Gone are the days of Airports Company SA providing infrastructure just for the sake of providing infrastructure, Fundi Sithebe, ACSA chief operating officer, said on Friday.
“We have to pass on efficiencies to passengers and airlines by providing what is structurally fit for the end users,” she said on the second day of the AviaDev aviation development conference in Cape Town.
“For that one needs a good balance between what we expect from airlines and what airlines expect from us, to make sure we ‘sweat’ our assets.”
Asked about the profitability of smaller airports in SA, she said ACSA looks at the overall profitability of its network and not per airport.
In her view, ACSA’s network has a good mix of large airports like OR Tambo in Johannesburg, as well as Cape Town International Airport and regional airports – working like “hubs and spokes”.
For this reason, ACSA believes it must expand airport infrastructure in the country, but this must be done in the most cost-effective way.
“We are, therefore, open to the private sector as we realise we have to increase the capacity into our airports. Public-Private Partnerships (PPSs ) play an important role,” she said during a panel discussion on financing airport infrastructure in Africa.
During the panel discussion, Alexander Herring, director for Africa of the World Bank group, said involvement in airport infrastructure development in Africa is very important for the bank.
He explained that the bank looks at the impact airport development would have on a country and its people. The first consideration, though, is whether the project will be profitable in the long-term.
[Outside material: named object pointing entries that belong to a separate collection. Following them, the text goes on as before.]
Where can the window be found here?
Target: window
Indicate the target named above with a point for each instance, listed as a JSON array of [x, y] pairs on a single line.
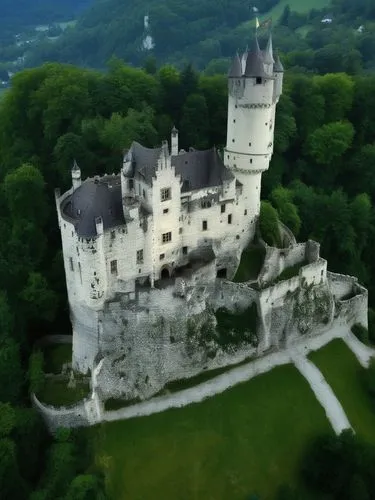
[[139, 256], [165, 194], [114, 267], [166, 237]]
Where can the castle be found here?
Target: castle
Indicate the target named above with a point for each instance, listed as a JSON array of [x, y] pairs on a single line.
[[150, 253]]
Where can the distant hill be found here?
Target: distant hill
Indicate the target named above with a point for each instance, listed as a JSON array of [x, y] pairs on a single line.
[[19, 14], [207, 33]]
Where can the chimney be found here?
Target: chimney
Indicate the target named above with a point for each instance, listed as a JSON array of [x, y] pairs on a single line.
[[174, 141]]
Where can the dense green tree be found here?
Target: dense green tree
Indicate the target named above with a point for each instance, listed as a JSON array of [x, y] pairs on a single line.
[[269, 224], [194, 122], [11, 373], [330, 142]]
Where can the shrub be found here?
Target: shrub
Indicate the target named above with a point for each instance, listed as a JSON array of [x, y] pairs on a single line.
[[269, 224]]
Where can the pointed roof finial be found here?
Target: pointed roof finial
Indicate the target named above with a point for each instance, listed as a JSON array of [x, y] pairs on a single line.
[[255, 61], [268, 55], [75, 166]]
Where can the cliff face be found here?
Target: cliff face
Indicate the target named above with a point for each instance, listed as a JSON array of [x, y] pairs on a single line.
[[135, 348]]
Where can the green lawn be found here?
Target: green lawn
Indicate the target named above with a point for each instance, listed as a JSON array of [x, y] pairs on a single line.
[[55, 355], [343, 372], [56, 392], [248, 439]]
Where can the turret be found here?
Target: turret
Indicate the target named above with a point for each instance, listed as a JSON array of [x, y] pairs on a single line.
[[254, 87], [76, 176], [174, 141], [278, 70], [268, 57]]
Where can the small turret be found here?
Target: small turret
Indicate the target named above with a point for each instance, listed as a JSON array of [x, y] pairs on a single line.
[[279, 74], [268, 53], [174, 141], [76, 176], [236, 67], [278, 68]]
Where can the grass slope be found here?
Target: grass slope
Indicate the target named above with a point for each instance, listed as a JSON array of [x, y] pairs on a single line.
[[248, 439], [344, 374]]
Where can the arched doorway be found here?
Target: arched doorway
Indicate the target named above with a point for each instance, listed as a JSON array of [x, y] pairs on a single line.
[[164, 275]]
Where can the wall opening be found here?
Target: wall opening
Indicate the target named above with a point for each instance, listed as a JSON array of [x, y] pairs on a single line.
[[164, 275], [221, 273]]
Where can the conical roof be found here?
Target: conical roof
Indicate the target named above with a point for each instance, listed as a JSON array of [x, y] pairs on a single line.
[[236, 67], [255, 61], [75, 166], [268, 53], [278, 67]]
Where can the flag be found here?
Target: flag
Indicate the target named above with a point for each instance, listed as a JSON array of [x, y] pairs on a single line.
[[266, 24]]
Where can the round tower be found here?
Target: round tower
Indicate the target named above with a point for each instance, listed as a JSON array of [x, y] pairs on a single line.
[[76, 176], [254, 90]]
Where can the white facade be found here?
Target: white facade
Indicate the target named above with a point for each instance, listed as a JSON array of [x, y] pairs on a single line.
[[166, 213]]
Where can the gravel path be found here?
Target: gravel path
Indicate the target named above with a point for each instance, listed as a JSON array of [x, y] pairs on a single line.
[[323, 392], [296, 354]]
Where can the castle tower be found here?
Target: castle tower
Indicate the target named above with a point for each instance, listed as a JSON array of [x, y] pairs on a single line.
[[255, 85], [76, 176], [174, 141]]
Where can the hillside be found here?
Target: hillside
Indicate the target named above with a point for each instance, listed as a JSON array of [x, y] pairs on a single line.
[[196, 31], [18, 14]]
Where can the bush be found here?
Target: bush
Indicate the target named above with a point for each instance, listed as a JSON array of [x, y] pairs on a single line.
[[269, 224], [361, 333]]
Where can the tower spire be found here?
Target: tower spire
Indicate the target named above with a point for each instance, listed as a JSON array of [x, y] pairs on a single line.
[[268, 56]]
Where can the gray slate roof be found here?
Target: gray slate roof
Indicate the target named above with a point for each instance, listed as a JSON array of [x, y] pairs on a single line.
[[235, 70], [94, 198], [198, 169], [278, 67]]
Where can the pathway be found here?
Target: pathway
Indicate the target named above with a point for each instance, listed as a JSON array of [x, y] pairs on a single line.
[[297, 354], [323, 392]]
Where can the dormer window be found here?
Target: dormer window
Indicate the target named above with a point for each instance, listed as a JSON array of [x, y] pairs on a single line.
[[165, 194]]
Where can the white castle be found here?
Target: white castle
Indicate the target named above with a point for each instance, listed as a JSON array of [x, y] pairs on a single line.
[[149, 253]]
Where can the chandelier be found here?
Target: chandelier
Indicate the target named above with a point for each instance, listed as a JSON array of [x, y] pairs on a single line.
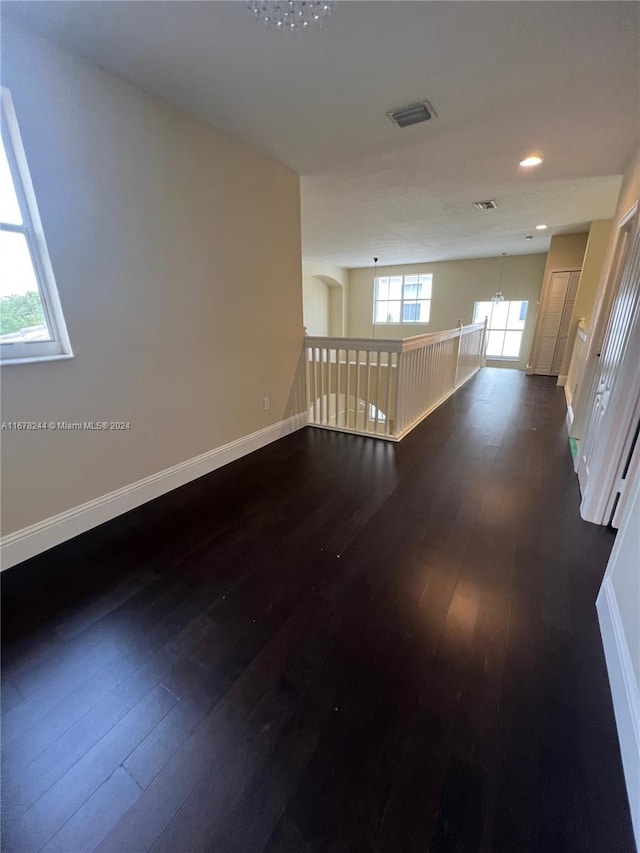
[[292, 15], [497, 298]]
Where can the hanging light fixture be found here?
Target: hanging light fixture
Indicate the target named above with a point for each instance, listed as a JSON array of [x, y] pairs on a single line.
[[292, 15], [498, 297]]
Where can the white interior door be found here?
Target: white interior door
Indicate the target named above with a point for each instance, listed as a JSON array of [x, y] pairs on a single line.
[[565, 323], [613, 401]]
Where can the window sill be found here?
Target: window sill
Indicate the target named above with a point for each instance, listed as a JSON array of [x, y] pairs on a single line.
[[34, 359]]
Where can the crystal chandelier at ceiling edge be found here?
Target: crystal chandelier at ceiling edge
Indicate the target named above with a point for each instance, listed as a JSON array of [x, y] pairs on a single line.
[[291, 15]]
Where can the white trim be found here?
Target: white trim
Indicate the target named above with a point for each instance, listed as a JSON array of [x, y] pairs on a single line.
[[568, 398], [25, 543], [625, 695], [34, 235]]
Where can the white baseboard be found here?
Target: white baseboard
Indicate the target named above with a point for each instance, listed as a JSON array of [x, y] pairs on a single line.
[[625, 695], [32, 540]]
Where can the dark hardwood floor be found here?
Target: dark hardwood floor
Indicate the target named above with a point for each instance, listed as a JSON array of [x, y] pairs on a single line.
[[335, 644]]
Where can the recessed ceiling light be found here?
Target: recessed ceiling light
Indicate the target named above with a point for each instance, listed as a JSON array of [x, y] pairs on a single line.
[[528, 162]]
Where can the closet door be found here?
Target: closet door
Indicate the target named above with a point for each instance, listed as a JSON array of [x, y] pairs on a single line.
[[551, 322], [565, 323]]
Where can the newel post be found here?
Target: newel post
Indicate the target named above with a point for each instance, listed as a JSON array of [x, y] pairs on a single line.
[[483, 348]]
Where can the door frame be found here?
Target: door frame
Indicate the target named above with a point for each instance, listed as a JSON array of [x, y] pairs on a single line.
[[598, 500]]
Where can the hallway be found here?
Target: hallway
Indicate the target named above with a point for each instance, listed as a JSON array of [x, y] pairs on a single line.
[[334, 644]]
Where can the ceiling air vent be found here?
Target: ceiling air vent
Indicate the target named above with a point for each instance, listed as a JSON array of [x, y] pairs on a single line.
[[485, 205], [413, 114]]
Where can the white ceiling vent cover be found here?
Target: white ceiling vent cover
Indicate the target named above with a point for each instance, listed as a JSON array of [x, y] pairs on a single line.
[[485, 205], [413, 114]]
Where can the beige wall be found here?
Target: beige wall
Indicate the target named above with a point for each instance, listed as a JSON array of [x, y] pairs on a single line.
[[592, 266], [315, 305], [177, 255], [566, 251], [457, 285], [325, 291]]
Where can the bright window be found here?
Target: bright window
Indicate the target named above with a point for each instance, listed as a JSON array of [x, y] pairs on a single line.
[[505, 326], [402, 299], [31, 322]]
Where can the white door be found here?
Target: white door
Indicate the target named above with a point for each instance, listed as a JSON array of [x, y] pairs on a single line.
[[565, 324], [614, 394]]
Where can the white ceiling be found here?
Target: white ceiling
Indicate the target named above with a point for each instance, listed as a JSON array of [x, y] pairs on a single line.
[[561, 78]]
That is why feasibility studies play an important role in the eventual decision made by the bank whether to invest or not.
The World Bank also provides advisory services to airport projects.
Other issues raised during the panel discussion included political will. Panelists discussed, for example, its role in liberalising the aviation industry, and the impact on financing “bottlenecks” for successful airport development in Africa.
It was also noted that in Africa, the development of smaller airports might be more economically viable than being tempted to develop the full capacity of an airport too soon. At the same time, the smaller the airport, the smarter its management has to be in order to make it sustainable.
Koen Brinkman, director of airport strategy and studies at Netherlands Airport Consultants, emphasised that, due to the already high cost for airlines to operate in SA, private sector investors look at profitability and want to be sure their investment will bring the benefits expected.
Another member of the panel, Nicolas Deviller, deputy CEO of Ravinala Airports in Madagascar, pointed out that the liberalisation of air traffic is very important.
He also said that finding the finance for the development of an airport is “easy”, but it must go hand in hand with involving the right expertise from the private sector to ensure both airlines and the local population will benefit.